Abstract:
Legumes coexist with rhizobia to form nodules to meet plant nitrogen requirements through symbiotic nitrogen fixation. Legume nitrogen fixation capacity is of great significance to reduce nitrogen fertilizer consumption and potential environmental pollution and achieve sustainable development of agricultural production. The symbiotic nitrogen fixation of legumes consumes a large amount of energy; therefore, the energy supply of plants regulates the process of symbiosis and nitrogen fixation. This study reviews the recent research progress on the control of root nodule formation and development by light through plant photomorphogenesis and photosynthesis. Plant leaves sense blue light signals through blue light receptors (CRY1b) and produce light receptor-dependent transcription factors (STFs/FTs) to move from ground to ground. In addition, they integrate root hair development and the rhizobia-induced symbiotic signal (NIN) pathway to form root nodules. The movement and attachment ability of rhizobia in the environment are stimulated by light. In the symbiosis between plants and rhizobia, plants exchange photosynthetic products to produce NH
4+, which is assimilated by rhizobia.

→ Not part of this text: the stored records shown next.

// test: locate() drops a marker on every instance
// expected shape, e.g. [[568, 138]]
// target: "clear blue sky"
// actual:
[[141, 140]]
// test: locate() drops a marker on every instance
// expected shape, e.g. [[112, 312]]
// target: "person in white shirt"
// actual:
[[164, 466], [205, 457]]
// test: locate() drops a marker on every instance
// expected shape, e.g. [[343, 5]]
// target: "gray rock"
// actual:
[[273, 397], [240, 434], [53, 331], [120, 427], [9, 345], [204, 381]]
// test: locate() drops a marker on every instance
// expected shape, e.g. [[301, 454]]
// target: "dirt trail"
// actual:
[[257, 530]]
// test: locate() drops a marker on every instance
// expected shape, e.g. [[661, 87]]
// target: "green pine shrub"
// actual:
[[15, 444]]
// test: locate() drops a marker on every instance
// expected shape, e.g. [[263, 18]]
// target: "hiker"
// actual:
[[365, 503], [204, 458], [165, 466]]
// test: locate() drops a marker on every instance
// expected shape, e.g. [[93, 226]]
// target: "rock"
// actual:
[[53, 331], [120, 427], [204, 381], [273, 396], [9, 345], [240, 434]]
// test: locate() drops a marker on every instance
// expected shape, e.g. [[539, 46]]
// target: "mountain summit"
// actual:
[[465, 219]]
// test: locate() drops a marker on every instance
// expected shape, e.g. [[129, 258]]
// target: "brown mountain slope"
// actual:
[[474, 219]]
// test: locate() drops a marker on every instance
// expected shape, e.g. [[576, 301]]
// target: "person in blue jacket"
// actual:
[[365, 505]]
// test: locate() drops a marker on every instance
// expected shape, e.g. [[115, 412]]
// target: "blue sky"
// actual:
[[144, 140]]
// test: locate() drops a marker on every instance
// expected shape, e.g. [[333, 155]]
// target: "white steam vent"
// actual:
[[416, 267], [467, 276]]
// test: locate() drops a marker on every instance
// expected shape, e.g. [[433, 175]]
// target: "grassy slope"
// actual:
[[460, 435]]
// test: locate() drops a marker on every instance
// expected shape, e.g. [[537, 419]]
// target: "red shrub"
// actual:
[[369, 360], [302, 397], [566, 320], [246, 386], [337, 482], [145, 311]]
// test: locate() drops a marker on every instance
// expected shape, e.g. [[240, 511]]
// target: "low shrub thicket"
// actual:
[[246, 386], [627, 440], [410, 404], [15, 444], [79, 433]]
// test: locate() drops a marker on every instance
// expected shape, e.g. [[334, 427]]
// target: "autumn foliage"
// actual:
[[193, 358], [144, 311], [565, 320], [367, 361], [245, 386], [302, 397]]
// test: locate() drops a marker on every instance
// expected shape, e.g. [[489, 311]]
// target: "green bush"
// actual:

In addition, photosynthetic products (sucrose) are transported to root nodules through the phloem for a long distance and are metabolized into organic acids through glycolysis and other pathways in root nodules, providing a carbon skeleton, energy, and reductant for nitrogen fixation of rhizobia. The intermediate metabolites of photosynthates, such as glucose, glucose-6-phosphate, and trehalose 6-phosphate, combine with the regulatory proteins of glucose signal metabolism proteins TOR and SnRK1 to initiate the complex growth and development pathway of nodule cortex cells. Under low-nitrogen conditions, photosynthates are also secreted into the rhizosphere in the form of flavonoids and organic acids, recruiting rhizobia to form symbiotic relationships with plants.